Polizist nach Faustschlägen vom Amtsgericht freigesprochen
Das Amtsgericht Göttingen hat einen Polizisten vom Vorwurf der Körperverletzung im Amt freigesprochen. Er habe in Notwehr gehandelt.
Freispruch, Verwarnung oder ein Jahr auf Bewährung. Diese Optionen lagen nach den Plädoyers in dem Prozess gegen einen 33-jährigen Polizisten auf dem Tisch. Der Richter am Amtsgericht Göttingen folgte dem Antrag der Verteidigung und sprach den Polizisten frei. In der Urteilsbegründung zeigte der Richter für die Situation des Beschuldigten Verständnis.

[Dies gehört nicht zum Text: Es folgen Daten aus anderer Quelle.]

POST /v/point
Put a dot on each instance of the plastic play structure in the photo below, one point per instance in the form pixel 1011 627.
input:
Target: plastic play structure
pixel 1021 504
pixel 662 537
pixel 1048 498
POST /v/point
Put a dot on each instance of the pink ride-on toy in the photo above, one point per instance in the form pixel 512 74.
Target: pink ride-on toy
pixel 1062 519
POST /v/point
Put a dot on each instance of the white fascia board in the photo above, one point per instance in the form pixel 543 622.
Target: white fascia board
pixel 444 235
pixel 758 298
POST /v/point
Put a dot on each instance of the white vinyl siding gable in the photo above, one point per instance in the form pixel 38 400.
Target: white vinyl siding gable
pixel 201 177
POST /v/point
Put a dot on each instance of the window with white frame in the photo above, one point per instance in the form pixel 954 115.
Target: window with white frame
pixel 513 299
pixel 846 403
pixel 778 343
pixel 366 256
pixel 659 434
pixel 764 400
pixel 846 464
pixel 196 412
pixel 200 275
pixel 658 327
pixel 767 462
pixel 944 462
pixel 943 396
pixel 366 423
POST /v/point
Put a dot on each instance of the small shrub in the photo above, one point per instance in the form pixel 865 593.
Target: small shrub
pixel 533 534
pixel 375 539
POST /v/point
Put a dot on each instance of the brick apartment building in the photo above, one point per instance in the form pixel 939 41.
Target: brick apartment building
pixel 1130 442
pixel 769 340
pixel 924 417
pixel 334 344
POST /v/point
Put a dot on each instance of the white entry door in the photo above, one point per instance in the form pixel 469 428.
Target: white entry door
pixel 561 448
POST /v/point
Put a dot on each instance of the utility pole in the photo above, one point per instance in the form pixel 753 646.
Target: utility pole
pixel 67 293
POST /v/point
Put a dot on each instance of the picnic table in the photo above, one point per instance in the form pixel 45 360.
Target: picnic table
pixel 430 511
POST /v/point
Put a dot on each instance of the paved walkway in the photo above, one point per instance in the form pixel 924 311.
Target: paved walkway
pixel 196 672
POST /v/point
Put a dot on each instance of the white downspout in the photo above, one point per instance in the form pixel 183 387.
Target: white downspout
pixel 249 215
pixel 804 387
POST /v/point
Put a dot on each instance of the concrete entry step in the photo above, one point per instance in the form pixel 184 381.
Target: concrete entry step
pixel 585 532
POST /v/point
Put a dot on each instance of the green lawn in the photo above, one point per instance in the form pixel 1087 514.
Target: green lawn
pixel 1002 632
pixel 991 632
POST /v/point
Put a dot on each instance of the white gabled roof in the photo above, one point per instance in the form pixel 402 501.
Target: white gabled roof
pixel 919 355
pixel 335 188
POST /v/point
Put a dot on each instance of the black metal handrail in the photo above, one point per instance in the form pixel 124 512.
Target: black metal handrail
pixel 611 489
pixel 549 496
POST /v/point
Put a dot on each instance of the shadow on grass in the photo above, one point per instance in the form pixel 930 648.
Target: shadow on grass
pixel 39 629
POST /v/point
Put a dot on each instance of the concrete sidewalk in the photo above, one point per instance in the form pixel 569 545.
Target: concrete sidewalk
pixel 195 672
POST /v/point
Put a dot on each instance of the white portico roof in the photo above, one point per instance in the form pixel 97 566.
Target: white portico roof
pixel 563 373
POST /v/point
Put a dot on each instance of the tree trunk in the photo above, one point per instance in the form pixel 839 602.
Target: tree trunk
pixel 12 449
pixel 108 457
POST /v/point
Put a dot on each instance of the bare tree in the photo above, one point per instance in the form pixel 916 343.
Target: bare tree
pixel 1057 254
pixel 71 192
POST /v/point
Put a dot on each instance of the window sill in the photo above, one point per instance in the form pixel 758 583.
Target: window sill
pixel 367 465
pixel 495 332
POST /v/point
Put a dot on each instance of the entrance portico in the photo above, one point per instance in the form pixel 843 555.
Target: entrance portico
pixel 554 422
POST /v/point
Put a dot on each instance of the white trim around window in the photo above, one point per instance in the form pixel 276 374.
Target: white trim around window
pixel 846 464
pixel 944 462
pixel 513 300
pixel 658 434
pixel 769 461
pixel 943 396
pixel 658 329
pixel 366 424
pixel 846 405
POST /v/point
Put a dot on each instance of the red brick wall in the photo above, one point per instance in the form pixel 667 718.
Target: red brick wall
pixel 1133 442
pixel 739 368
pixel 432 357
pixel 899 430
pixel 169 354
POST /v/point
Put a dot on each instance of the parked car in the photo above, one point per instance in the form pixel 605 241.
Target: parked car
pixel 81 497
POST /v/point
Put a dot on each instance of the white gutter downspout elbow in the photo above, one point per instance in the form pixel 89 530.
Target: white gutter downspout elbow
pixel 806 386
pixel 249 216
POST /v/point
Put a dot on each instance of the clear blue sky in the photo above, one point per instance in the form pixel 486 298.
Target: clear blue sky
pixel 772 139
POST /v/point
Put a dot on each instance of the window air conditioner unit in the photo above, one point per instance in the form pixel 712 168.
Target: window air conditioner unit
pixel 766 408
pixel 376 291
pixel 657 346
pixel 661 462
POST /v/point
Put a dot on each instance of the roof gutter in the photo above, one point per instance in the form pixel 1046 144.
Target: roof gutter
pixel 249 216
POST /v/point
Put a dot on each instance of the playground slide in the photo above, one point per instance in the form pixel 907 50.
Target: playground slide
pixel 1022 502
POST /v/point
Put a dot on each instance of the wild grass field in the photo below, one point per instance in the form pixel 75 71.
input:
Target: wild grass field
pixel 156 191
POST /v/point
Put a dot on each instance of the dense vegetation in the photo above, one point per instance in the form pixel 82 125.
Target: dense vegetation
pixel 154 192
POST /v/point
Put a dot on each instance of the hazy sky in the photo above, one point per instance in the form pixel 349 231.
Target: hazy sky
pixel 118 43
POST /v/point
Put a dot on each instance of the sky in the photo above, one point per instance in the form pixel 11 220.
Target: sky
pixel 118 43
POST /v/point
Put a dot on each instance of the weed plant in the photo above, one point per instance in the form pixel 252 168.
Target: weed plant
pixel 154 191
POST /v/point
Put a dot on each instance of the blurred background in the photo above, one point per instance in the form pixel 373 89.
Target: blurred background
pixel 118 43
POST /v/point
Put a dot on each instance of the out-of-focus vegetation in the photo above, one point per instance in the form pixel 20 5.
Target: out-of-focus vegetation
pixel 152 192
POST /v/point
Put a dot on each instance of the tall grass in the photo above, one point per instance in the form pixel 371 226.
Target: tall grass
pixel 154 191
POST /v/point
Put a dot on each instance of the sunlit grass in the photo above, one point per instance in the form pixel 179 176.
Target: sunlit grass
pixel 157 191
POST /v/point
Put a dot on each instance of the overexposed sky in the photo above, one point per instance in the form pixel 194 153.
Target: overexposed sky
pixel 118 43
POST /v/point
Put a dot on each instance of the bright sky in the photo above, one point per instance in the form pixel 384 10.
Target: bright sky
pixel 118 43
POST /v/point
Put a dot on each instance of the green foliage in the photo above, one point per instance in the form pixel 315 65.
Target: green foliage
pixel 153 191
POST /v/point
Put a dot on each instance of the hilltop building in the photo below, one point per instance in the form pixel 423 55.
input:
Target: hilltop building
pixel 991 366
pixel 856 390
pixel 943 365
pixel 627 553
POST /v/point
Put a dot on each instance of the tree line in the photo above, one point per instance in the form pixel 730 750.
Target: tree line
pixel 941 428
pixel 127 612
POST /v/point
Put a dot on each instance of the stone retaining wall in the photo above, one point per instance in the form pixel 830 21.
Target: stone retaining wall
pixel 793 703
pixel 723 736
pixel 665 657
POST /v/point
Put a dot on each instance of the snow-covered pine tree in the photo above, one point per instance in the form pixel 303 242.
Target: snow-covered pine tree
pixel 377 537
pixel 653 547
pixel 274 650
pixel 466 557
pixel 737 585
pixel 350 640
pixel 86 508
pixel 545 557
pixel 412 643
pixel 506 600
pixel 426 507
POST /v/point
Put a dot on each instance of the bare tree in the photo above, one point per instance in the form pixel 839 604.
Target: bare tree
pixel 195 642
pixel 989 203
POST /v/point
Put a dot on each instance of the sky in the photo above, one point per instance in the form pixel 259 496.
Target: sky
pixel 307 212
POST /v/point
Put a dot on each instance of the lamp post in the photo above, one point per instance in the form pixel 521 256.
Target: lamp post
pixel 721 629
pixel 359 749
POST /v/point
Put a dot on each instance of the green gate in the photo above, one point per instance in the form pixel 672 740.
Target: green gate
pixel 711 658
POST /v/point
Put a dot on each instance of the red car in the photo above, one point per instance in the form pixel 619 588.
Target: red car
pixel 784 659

Richter über Betrunkenen: "Einfach auf Krawall gebürstet"
Die Ausgangssituation hat das Gericht nach Videoaufnahmen und Zeugenaussagen in etwa so rekonstruiert: Vier Polizisten, darunter der nun freigesprochene 33-jährige, hatten es im Juli 2021 mit einem schwer betrunkenen, aggressiven Mann zu tun. Der 30-Jährige wollte sich in der Göttinger Innenstadt nicht kontrollieren lassen. Er sei aufgrund seines Zustands sehr gefährlich gewesen, so der Richter. "Der war einfach auf Krawall gebürstet, da kann man als Polizeibeamter nicht einfach wegsehen."
Angriff auf Polizisten auf Videos nicht klar erkennbar
Der Polizist hatte damals versucht, den 30-Jährigen mit einem sogenannten Kopfkontrollgriff zu fixieren. Das misslang und beide gingen zu Boden. Der Polizist sagte aus, der Betrunkene habe ihn dann im Nacken umklammert und ihm die Luft abgedrückt. "Er befürchtete Bewusstlosigkeit, Schutzlosigkeit und Todesangst", erklärten die Verteidiger des 33-Jährigen. Auf den verwackelten Bodycam-Aufnahmen der Beamten, die im Gerichtssaal gezeigt wurden, ist die Situation nicht klar erkennbar.
Amtsgericht bestraft rechtswidrige Schläge nicht
Das Amtsgericht hält die Sicht des Polizisten für glaubwürdig, bestätigt Gerichtssprecher Oliver Jitschin auf Nachfrage des NDR Niedersachsen. Der Polizist habe größtenteils in Notwehr gehandelt. Nur die letzten beiden Schläge seien rechtswidrig gewesen, als der 30-jährige schon fixiert am Boden lag. Diese rechtswidrigen Schläge wollte der Richter aber nicht bestrafen. Es sei nämlich nicht auszuschließen, dass der Polizist in der aufgeladenen Situation "die Grenzen der Notwehr aus Verwirrung, Furcht oder Schrecken" überschritten habe. Der Richter beruft sich hier auf einen speziellen Paragraphen im Strafrecht zur "Überschreitung der Notwehr".
Verteidiger: Polizeieinsatz durch Rechtsordnung gedeckt
Das Amtsgericht folgte mit dem Freispruch der Argumentation der Verteidigung. Verteidiger Karl-Heinz Mügge ist zufrieden und hält den Freispruch für richtig. Auch sein Mandant sei erleichtert. "Das Video sieht zwar verstörend aus, der Einsatz ist aber durch unsere Rechtsordnung gedeckt", so Mügge. Bei den Faustschlägen habe sich sein Mandant aufgrund der Gefahrenlage in einem hochemotionalen Erregungszustand befunden. "Wenn man da die Grenzen überschreitet, ist das nicht schuldhaft", so der Anwalt.
Freigesprochener Polizist sieht Streifendienst gefährdet
In seinem Schlusswort schilderte der 33-Jährige noch einmal die Folgen, nachdem das Handyvideo des Vorfalls damals im Netz gelandet war. Er habe sich gerne im Streifendienst "jahrelang freiwillig den damit verbundenen Gefahren ausgesetzt und die Menschen in dieser Stadt beschützt". Nun frage er sich, wer dieses Risiko noch eingehen wolle, wenn man das Gefühl habe, nicht ausreichend von dieser Gesellschaft geschützt zu werden. Gegen den 33-Jährigen läuft noch ein Disziplinarverfahren bei der Polizei, das für den Zeitraum des Gerichtsverfahrens ruhte. Der Anwalt des 30-Jährigen, der damals die Faustschläge einstecken musste, will sich zu dem Freispruch nicht äußern.